Based on these problems, this paper proposes a fast object detection algorithm based on vehicle-mounted lidar. The algorithm includes three modules: Module 1 uses the ground segmentation by discriminant image (GSDI) method to realize ground segmentation. It converts the original point cloud data into a discriminant image firstly and then uses breadth-first search (BFS) to traverse discriminate images to judge whether a point is ground point. It avoids direct point cloud data computing. Module 2 first uses the mature detector to obtain the object’s 2D detection boxes and then projects the object’s 2D detection boxes to 3D point cloud. Thus, the interest areas in 3D space can be obtained, and this can improve the search efficiency and ensure the integrity of the objects. Considering that the difference of the point cloud distance will cause the density of the point cloud to be different. Module 3 adopts a DDTC method to detect objects, it uses an adjustable parameter to determine the distance threshold when clustering points at different distances. Compared with the traditional Euclidean clustering method, it effectively solves the problem of over-segmentation of long-distance objects.

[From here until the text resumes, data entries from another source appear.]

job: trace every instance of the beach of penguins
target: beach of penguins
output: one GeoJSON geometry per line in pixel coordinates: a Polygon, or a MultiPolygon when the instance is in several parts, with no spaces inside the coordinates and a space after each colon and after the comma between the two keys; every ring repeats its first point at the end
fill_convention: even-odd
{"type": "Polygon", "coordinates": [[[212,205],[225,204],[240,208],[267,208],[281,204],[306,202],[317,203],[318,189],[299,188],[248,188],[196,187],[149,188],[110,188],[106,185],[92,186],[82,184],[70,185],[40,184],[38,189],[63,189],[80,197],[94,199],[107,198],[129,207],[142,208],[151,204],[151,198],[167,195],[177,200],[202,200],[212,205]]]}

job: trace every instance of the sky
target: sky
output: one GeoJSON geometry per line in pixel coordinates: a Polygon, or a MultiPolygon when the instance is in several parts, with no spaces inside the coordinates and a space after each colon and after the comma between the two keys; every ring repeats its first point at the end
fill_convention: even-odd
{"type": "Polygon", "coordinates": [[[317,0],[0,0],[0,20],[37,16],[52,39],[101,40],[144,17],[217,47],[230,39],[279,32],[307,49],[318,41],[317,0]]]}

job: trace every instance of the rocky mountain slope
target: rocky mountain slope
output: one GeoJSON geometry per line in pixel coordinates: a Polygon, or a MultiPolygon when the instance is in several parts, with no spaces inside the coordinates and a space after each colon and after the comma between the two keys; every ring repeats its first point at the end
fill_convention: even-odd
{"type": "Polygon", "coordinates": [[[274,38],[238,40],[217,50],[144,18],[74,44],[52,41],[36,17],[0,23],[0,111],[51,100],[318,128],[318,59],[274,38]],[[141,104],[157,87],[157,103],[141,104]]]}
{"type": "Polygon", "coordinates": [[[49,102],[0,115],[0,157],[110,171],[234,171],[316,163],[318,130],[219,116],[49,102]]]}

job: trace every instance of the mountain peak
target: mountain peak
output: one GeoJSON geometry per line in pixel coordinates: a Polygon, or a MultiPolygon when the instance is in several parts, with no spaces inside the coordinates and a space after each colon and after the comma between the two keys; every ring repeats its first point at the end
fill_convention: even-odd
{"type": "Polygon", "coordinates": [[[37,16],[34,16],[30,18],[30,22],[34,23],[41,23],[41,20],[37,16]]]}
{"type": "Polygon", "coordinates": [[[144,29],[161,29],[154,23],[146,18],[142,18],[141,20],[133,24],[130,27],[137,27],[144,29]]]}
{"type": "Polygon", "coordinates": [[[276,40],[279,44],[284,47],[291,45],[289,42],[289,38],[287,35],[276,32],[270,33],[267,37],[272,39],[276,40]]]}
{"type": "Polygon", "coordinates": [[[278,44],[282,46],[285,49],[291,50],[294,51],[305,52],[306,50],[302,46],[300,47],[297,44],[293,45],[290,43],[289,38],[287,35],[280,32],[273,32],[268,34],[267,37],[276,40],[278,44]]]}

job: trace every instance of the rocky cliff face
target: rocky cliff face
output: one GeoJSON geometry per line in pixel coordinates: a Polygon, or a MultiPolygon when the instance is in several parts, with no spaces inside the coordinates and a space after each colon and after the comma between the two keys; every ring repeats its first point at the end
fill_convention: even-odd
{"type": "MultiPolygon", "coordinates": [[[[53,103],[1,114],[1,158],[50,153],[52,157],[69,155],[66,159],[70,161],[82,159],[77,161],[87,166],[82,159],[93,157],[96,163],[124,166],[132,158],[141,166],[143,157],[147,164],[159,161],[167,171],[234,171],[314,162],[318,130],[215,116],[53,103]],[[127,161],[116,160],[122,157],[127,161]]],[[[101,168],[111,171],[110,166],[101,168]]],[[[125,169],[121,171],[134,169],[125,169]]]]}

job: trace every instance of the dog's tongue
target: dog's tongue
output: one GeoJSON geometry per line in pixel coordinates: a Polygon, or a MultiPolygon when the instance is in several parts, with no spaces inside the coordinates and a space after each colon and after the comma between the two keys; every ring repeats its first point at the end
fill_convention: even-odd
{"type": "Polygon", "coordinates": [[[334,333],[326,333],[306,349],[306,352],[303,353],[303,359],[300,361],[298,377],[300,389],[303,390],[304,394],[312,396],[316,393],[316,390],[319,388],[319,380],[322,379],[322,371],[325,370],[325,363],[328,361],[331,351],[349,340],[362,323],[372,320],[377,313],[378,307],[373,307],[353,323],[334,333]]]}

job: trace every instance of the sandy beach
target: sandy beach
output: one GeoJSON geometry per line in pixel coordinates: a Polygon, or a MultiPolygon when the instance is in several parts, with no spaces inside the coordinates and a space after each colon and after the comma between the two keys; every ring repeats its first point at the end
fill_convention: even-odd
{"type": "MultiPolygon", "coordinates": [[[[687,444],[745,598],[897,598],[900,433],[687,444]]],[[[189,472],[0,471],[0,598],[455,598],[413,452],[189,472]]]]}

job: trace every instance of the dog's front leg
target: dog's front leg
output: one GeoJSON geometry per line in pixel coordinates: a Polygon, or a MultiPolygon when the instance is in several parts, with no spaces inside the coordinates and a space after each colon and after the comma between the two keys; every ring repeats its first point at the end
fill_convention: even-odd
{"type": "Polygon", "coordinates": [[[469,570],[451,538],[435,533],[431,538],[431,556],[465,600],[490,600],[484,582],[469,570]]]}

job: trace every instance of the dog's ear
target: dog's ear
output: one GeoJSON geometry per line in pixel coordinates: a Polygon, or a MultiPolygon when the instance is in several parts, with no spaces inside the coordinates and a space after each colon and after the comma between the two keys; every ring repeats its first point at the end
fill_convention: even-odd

Figure 1 shows the framework of the entire algorithm. Experiments have verified that the algorithm proposed in this paper has a good detection effect in different scenarios, and it can meet the real-time requirements of autonomous driving while maintaining high accuracy.
5. Conclusions
Autonomous driving technology can fundamentally solve the traffic problems caused by human factors, and the lidar-based environment perception algorithm is a key component of the autonomous driving algorithm system, which is of great significance to the development of the autonomous driving field. In this paper, a fast object detection algorithm based on vehicle-mounted lidar was proposed. The algorithm proposes the GSDI method to convert point cloud data into discriminant images for threshold judgment, and ground points are filtered out efficiently. Then, the image detector is used to generate the region of interest of the 3D object, effectively narrowing the search range of the target. Finally, in view of the characteristic that the difference of the point cloud data distance will cause the density of the point cloud data to be different on the target surface, a DDTC method which uses dynamic distance threshold for the Euclidean clustering algorithm is designed, which effectively improves the detection accuracy of long-distance objects. By comparing with the mainstream 3D object detection algorithm, it was also shown that the algorithm can maintain high accuracy and also meet the real-time requirements of unmanned driving. Although the algorithm has a good detection effect in most scenes, the detection effect of obstacles under strong occlusion is not good. This problem can be improved by combining the bird’s-eye view detection results or by inferring the position of the obscured object in the current frame based on the past information of the object, which will be completed in the next research. It is worth mentioning that, although only the front-view camera was used in the study, if the vehicle is equipped with panoramic camera or multiple cameras covered 360-degree view, point cloud of 360 degree view of lidar also can be used. In actual application, if only one camera with a non-big FOV is applied, suppressing point clouds at the beginning will be very effective and will reduce the time consumption further.